Biomedical question answering often requires decisions from retrieved literature whose relevance, quality, and support for candidate answers are uneven. Most retrieval-augmented large language model (LLM) methods feed this literature to the model as flat text, leaving evidence reliability and remaining uncertainty largely implicit. We propose BELIEF, a structured evidence modeling and uncertainty-aware fusion framework for closed-set biomedical question answering. Rather than treating retrieved documents as undifferentiated context, BELIEF converts them into evidence objects that record clinical attributes, source quality, question relevance, support strength, and the associated candidate hypothesis. These evidence objects provide a shared basis for two complementary reasoning paths. The symbolic path constructs reliability-weighted basic probability assignments based on Dempster--Shafer (D-S) theory over a finite answer space and performs uncertainty-aware symbolic evidence fusion to estimate belief and residual uncertainty. The neural path uses the same structured evidence for LLM-based semantic inference, while a reliability-aware arbitration module reconciles the symbolic and neural outputs according to belief strength, uncertainty, evidence reliability, and semantic consistency. Experiments on PubMedQA, MedQA, and MedMCQA with five general-purpose LLM backbones show that BELIEF obtains the best result in 25 of 30 backbone--dataset--metric settings. Comparisons with biomedical-domain models indicate that BELIEF is competitive on MedQA and MedMCQA, while specialized biomedical pretraining remains advantageous on PubMedQA. Ablation, complementarity, uncertainty-stratified, and cost analyses further show that BELIEF improves retrieved-evidence utilization by making evidence structure, path disagreement, and decision uncertainty explicit.

Editorial analysis

A structured set of objections, weighed in public.

Desk editor's note, referee report, simulated authors' rebuttal, and a circularity audit. Tearing a paper down is the easy half of reading it; the pith above is the substance, this is the friction.

Referee Report

2 major / 2 minor

Summary. The manuscript presents BELIEF, a structured evidence modeling and uncertainty-aware fusion framework for closed-set biomedical question answering. Retrieved documents are converted into evidence objects recording clinical attributes, source quality, relevance, support strength, and candidate hypothesis. These support a symbolic path using Dempster-Shafer theory for belief and uncertainty estimation, and a neural path with LLM semantic inference. An arbitration module reconciles the two based on belief, uncertainty, reliability, and consistency. Empirical results on PubMedQA, MedQA, and MedMCQA with five LLMs show superiority in 25 of 30 settings, with ablations and analyses supporting improved evidence utilization.

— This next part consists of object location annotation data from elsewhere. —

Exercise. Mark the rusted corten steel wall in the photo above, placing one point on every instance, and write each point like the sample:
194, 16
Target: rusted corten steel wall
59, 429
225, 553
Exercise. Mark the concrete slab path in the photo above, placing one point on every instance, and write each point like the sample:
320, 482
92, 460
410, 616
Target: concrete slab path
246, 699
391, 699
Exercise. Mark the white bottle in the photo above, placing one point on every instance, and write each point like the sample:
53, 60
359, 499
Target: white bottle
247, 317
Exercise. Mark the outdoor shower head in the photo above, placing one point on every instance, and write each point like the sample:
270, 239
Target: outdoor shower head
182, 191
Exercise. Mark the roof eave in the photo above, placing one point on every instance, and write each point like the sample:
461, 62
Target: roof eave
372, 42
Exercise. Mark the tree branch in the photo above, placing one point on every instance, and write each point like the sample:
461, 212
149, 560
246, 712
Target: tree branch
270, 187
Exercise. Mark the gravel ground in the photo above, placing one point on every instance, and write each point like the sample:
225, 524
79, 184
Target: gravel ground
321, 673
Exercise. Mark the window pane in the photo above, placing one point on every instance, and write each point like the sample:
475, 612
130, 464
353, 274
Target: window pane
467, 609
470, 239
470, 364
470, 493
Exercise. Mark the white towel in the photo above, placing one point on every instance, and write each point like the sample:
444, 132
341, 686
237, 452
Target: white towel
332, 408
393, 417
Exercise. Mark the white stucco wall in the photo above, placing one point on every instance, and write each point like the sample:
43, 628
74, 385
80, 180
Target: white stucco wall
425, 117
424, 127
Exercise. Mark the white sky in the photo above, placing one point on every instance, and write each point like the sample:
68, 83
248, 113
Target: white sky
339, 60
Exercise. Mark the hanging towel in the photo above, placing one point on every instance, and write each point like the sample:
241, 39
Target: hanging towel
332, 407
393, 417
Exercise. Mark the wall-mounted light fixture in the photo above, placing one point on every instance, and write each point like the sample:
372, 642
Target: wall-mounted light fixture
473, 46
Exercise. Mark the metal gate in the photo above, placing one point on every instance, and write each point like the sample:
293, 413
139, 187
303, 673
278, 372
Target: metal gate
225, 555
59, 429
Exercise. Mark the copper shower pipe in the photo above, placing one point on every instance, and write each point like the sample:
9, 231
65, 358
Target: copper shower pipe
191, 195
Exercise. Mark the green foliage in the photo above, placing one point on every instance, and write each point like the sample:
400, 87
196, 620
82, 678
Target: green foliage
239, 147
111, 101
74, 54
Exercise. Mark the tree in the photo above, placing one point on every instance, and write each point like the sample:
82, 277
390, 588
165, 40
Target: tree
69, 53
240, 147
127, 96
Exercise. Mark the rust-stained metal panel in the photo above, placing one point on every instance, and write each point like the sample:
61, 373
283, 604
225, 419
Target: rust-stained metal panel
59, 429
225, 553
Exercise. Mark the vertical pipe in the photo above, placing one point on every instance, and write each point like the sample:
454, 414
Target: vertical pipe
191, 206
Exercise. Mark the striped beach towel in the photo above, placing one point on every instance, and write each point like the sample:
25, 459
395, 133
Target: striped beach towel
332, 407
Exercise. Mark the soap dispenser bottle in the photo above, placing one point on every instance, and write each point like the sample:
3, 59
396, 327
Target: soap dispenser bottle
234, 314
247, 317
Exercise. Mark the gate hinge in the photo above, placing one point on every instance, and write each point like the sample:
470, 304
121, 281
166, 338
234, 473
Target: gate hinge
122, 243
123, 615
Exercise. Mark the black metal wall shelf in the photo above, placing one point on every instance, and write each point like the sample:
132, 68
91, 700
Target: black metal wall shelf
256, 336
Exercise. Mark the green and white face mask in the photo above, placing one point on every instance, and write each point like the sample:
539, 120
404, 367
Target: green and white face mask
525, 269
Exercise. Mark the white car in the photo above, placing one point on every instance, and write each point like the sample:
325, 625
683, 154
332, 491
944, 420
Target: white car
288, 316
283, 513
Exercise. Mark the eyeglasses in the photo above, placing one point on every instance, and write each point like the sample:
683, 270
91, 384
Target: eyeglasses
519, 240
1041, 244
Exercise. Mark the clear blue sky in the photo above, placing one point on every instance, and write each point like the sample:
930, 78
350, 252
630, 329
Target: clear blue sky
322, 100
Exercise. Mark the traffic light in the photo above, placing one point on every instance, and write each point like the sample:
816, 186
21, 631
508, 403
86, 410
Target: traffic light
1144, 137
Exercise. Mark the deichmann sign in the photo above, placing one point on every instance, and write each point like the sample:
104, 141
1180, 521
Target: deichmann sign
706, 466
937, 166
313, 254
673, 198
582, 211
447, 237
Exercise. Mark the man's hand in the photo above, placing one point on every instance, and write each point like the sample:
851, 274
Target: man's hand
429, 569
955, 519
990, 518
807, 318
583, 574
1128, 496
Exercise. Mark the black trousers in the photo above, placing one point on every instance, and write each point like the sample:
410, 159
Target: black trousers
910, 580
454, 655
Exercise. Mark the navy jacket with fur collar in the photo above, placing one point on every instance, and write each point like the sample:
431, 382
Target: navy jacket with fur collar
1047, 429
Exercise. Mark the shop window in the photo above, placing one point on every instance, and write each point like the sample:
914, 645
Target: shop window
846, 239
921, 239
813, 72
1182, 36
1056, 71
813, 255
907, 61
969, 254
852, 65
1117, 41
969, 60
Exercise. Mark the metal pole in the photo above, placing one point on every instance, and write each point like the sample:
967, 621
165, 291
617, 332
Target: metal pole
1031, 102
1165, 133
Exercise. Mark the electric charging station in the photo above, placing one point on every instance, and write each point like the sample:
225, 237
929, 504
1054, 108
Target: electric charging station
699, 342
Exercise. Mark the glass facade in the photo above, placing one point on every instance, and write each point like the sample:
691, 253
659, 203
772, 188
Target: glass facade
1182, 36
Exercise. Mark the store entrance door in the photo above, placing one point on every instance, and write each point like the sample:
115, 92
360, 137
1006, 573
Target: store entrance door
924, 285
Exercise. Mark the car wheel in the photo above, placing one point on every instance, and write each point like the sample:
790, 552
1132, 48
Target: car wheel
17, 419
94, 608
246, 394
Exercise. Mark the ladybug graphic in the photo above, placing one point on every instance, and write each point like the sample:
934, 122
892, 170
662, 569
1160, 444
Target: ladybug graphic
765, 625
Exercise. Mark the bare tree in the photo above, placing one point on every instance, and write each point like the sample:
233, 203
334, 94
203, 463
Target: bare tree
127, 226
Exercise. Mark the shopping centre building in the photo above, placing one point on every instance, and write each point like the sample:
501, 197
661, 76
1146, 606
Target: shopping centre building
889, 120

Significance. The integration of symbolic uncertainty modeling with neural inference in a biomedical QA setting addresses a key challenge in retrieval-augmented generation where evidence quality varies. The extensive evaluation across datasets and backbones, along with uncertainty-stratified analysis, provides a solid basis for assessing the approach. If the evidence structuring proves reliable, this could influence future work on hybrid reasoning systems. The lack of quantitative validation for the structuring step, however, limits the current assessment of its broader impact.

major comments (2)
  1. [Abstract and Experiments] Abstract and Experiments section: The headline result that BELIEF obtains the best result in 25 of 30 backbone--dataset--metric settings is presented without error bars, confidence intervals, or statistical significance tests. This makes it difficult to determine whether the observed improvements are robust or could be due to variance in LLM outputs or evaluation choices.
  2. [Method] Method section (evidence object construction): The conversion of retrieved documents into structured evidence objects is described as recording clinical attributes, source quality, question relevance, and support strength, but no quantitative validation (e.g., human agreement rates, error analysis, or bias audit) is provided. Since this step feeds both the D-S BPA construction and the neural path, unmeasured errors here could confound the attribution of gains to the uncertainty-aware fusion and arbitration.
minor comments (2)
  1. [Related Work] Related Work: Consider adding references to recent works on uncertainty estimation in LLMs for QA to better contextualize the contribution.
  2. [Figure 1] Figure 1: The overview figure would benefit from annotations indicating the flow from evidence objects to symbolic and neural paths.

Simulated Author's Rebuttal

2 responses · 0 unresolved

We thank the referee for the constructive feedback, which highlights important aspects of result presentation and methodological validation. We address each major comment below and have made targeted revisions to improve the manuscript.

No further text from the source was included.